Association of retinol binding protein 4 and transthyretin with triglyceride levels and insulin resistance in rural thais with high type 2 diabetes risk

BMC Endocrine Disorders - Tập 18 - Trang 1-7 - 2018
Karunee Kwanbunjan1, Pornpimol Panprathip1, Chanchira Phosat2, Noppanath Chumpathat3, Naruemon Wechjakwen4, Somchai Puduang1, Ratchada Auyyuenyong5, Ina Henkel6, Florian J. Schweigert6
1Department of Tropical Nutrition and Food Science, Faculty of Tropical Medicine, Mahidol University, Bangkok, Thailand
2Department of Nutrition, Faculty of Public Health, Mahidol University, Bangkok, Thailand
3Faculty of Nursing, Huachiew Chalermprakiet University, Samut Prakan, Thailand
4Faculty of Public Health, Nakhonratchasima Rajabhat University, Nakhon Ratchasima, Thailand
5Department of Food Business and Nutrition, Faculty of Agriculture, Ubon Ratchathani Rajabhat University, Ubon Ratchathani, Thailand
6Institute of Nutritional Science, University of Potsdam, Potsdam, Germany

Tóm tắt

Retinol binding protein 4 (RBP4), a protein secreted by adipocytes and bound in plasma to transthyretin (TTR), has been associated with obesity, the early phase of insulin resistance, metabolic syndrome, and type 2 diabetes mellitus. The objective of this study was to elucidate the relationship between RBP4, TTR, triglyceride (TG) and type 2 diabetes risk in rural Thailand. We measured the serum RBP4, TTR, glucose, triglyceride and insulin levels, and glucose tolerance of 167 volunteers from Sung Noen District, Nakhon Ratchasima Province, Thailand. Student’s t-test, Pearson’s correlation and logistic regression analysis were used to evaluate the relationships between RBP4, TTR and type 2 diabetes markers. RBP4 and TTR levels, as well as homeostatic model assessment of insulin resistance (HOMA-IR) values, were significantly elevated among subjects with high triglyceride levels (p < 0.01, p < 0.05, p < 0.05, respectively). Triglyceride levels correlated with RBP4 (r = 0.34, p < 0.001) and TTR (r = 0.26, p < 0.01) levels, as well as HOMA-IR values (r = 0.16, p < 0.05).
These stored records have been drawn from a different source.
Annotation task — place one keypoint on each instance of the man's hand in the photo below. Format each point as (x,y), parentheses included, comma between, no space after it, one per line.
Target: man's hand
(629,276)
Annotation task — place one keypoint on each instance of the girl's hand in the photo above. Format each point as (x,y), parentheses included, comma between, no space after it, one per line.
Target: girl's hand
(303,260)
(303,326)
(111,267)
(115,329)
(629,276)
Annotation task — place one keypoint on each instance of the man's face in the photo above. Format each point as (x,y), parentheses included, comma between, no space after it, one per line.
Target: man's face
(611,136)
After adjustment for age and gender, the risk of hypertriglyceridemia was 3.7 times greater (95% CI =1.42–9.73, p = 0.008) in the highest RBP4 tertile as compared to the lowest tertile. Similarly, the highest TTR and HOMA-IR tertiles had greater risk of hypertriglyceridemia at 3.5 (95% CI = 1.30–9.20, p = 0.01) and 3.6 (95% CI = 1.33–9.58, p = 0.01) times higher than the respective lowest tertiles. The correlation between TTR and blood glucose was statistically significant (r = 0.18, p < 0.05), but not found this relationship in RBP4. The associations of RBP4 and TTR with hypertriglyceridemia and insulin resistance may have important implications for the risk of heart disease and stroke.